A panel was held at the Illinois Environmental Council on Sept. 30 to discuss environmental issues in fashion.
A panel was held at the Illinois Environmental Council on Sept. 30 to discuss environmental issues in fashion.
The story of that once-favorite shirt with the missing button and faded seems, now outgrown and discarded, doesn’t end at the donation bin. Many consumers fail to realize their old clothing often travels thousands of miles to begin a second life on foreign shores, joining piles of exported textiles in a process that reveals the environmental and social costs of fast fashion.

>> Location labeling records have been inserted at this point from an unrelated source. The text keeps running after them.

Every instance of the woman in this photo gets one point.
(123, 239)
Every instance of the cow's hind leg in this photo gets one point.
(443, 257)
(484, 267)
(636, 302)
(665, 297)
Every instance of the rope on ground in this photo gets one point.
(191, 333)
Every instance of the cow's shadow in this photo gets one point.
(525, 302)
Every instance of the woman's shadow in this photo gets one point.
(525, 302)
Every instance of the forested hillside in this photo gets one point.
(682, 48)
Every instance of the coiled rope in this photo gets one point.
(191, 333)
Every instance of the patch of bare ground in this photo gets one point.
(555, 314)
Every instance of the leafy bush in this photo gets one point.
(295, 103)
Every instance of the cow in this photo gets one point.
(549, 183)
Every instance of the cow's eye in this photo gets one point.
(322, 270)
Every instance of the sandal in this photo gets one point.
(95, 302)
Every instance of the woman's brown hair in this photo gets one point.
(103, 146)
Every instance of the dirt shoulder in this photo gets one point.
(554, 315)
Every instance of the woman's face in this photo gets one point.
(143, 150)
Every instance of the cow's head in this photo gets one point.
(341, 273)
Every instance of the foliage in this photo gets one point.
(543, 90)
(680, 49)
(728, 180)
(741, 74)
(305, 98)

Passion and policy came together at Sustainable Fashion Week at the Illinois Environmental Council’s Sustainable Fashion Policy Panel Sept. 30. for a discussion on fast fashion and its effects on the environment.
The room was somewhat intimate, filled with both policy advocates and fashion figureheads wanting to learn more about the impact of the fashion industry and how individuals can make change.
One panelist was Emily Norton, Director of Community and Partnership for Sustainable Fashion Week Illinois. Norton said she works to bring people, neighborhoods and industries together to reimagine fashion.
Norton said there’s a lack of visibility for the life discarded clothing takes on. This leads to clothes ending up on ships bound for places like Ghana, where the textiles are burned or dumped. Local communities are left to breathe in toxic smoke, wade through mountains of discarded clothing and deal with the waste washing into their water systems.
“For a large part of the fashion industry, it’s embarrassing how much waste there is, how horrible it is for the planet,” Norton said. “People just kind of want to pretend it’s not happening and keep going.”
Norton discussed varying definitions of sustainable fashion within the industry, with some believing sustainable fashion is solely pieces composed of organic materials while others argue upcycling can also be sustainable. Norton claimed that because thrifting and upcycling don’t further the creation of more waste, they don’t add to the pollution crisis.
“I think the biggest problem, policy-wise, is the lack of environmental regulations when it comes to the manufacturing of clothes,” Norton said.
Sarah Cline, a panelist who works as campaign associate for U.S. Public Research Interest Group, said she advocates for change in policy regarding the environmental effects of fast fashion. Currently, the organization is putting pressure on large corporations like H&M to sustainably dispose of unsold garments and waste from the production process.
Cline said she finds working on corporate policy campaigns refreshing.
“It allows me to put energy at the correct target and go after the industry behind this,” Cline said. “Not that individual action is not important. I think it’s absolutely necessary.”
Cline emphasised the importance of coming together as a community and advocating for general awareness on the issue.
“Coming from a policy angle gives me a way to organize local voices and make a tangible impact, which is huge,” Cline said.
Also represented on the panel was Cradles to Crayons, an organization that works to make clothes both more sustainable and accessible by providing families in the Chicago area with basic clothing items. Individual action is a significant value of the nonprofit’s mission.
Jess Lovett, a Cradles to Crayons representative, spoke on consumers’ ability to dispose of unwanted clothing in a sustainable and equitable fashion.
“We are not trying to give these kids clothing that is stained or ripped, quality is old,” Lovett said, “We also don’t want it to not represent them.”
This sentiment reveals status is often associated with clothing and monetary value. One’s ability to purchase the latest trends is a privilege taken for granted in the oversaturated landscape of consumer culture, forming a socioeconomic bias in the clothes we wear, according to Norton.
Norton similarly highlighted how perception of clothing is often associated with class. She emphasised the stigma of rewearing pieces, with many people choosing to buy lower quality for a lower price. While some continue to debate the “freshness” of their latest closet additions, Lovett calls attention to the growing problem of clothing insecurity.
Instead of buying fast fashion to conform to the latest trends, Norton encouraged picking pieces that will have a quality existence with the consumer. She said buying garments that grow with you and hold both meaning and value is important because the best clothes don’t end with you — they continue to live a lifetime.
“Fashion is political,” Norton said.
Norton made it clear fashion is not only what we wear, but where we buy our clothing, how we buy it and what we do with our unwanted garments when we’re done with them.
Cline said through learning and understanding the invisible second life of favorite pieces, consumers can be mindful of their own spending practices while also putting pressure on large corporations to take initiative.
“We can do this,” Norton said, “We can teach each other. We can work together.”